Baseline characteristics were expressed as the mean (Standard deviation [SD]) for continuous variables and frequency (%) for categorical variables. Inverse probability treatment weighting (IPTW) based on propensity scores using the aforementioned variables was used to construct a weighted cohort of patients to address potential indication bias due to nonrandomized allocation of patients to the treatment group. IPTW balances baseline characteristics in comparator groups by weighting each patient by the inverse probability of receiving the treatment. Hazard ratios (HR) for the association of Nirmatrelvir-Ritonavir or Molnupiravir use and the study outcomes were estimated over the entire follow-up with weighted Cox proportional hazards regression using weights obtained by IPTW.
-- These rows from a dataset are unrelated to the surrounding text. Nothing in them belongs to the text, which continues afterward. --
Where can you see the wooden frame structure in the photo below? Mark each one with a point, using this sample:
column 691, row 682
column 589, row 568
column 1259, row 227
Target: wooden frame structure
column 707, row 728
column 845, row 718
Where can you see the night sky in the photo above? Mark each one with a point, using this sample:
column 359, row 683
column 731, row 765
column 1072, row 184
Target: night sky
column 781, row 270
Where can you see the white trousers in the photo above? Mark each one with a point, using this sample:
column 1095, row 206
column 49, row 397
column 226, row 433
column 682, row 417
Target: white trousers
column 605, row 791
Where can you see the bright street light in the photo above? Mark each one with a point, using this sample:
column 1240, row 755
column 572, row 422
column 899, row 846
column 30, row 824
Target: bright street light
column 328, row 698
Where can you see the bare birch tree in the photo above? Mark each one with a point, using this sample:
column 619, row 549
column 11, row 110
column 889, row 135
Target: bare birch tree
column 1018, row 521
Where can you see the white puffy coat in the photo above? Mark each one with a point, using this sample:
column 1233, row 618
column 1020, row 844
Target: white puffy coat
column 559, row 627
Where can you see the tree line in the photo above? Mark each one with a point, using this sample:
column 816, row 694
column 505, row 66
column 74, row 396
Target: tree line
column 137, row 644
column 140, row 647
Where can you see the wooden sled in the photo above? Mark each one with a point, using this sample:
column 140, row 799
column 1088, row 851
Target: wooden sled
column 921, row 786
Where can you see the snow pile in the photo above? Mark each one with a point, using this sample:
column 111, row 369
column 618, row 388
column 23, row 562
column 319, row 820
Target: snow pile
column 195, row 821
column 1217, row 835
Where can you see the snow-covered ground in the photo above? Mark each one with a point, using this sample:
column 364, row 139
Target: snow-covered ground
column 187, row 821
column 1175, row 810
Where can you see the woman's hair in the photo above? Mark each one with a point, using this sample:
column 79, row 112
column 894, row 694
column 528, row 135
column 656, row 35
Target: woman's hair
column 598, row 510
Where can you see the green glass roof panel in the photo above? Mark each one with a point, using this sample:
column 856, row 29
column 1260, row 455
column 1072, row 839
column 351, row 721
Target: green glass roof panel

Alternatively, given the small event rate, we repeated all analyses utilizing bootstrapping methods followed by sampling with replacement to obtain precise estimates of HRs, incidence rate differences (IRD) and their 95% confidence intervals. Details regarding the bootstrapping method are documented in Supplementary Fig. 1.
Prespecified subgroup analyses were conducted by stratifying the study population by age groups (5-years increments from < 60 to ≥ 80), sex, SDI, and presence of diabetes. Further analyses were conducted to investigate the number of mortalities stratified by individual components of organ dysfunction. The number of organ dysfunctions and length of stay were also stratified by survival status at the end of follow-up.
All significance tests were two-tailed and considered significant when the P value was less than 0.05. All analyses were conducted using RStudio version 1.4.171729, using the following packages: tidymodels was used to obtain bootstrapped dataframes30, for the subsequent computation of hazard ratios using the survival package31, and weighted incidence rate differences via the fmsb package32,33. The package ‘WeightIt’ was used to compute the propensity scores and inverse probability weights32. The package comorbidity was used to compute the CCI34.
Ethics approval and consent to participate
This study was approved, and the requirement for obtaining patient informed consent was waived, by the Hospital Authority Hong Kong West Cluster/The University of Hong Kong institutional review board (UW 22-258).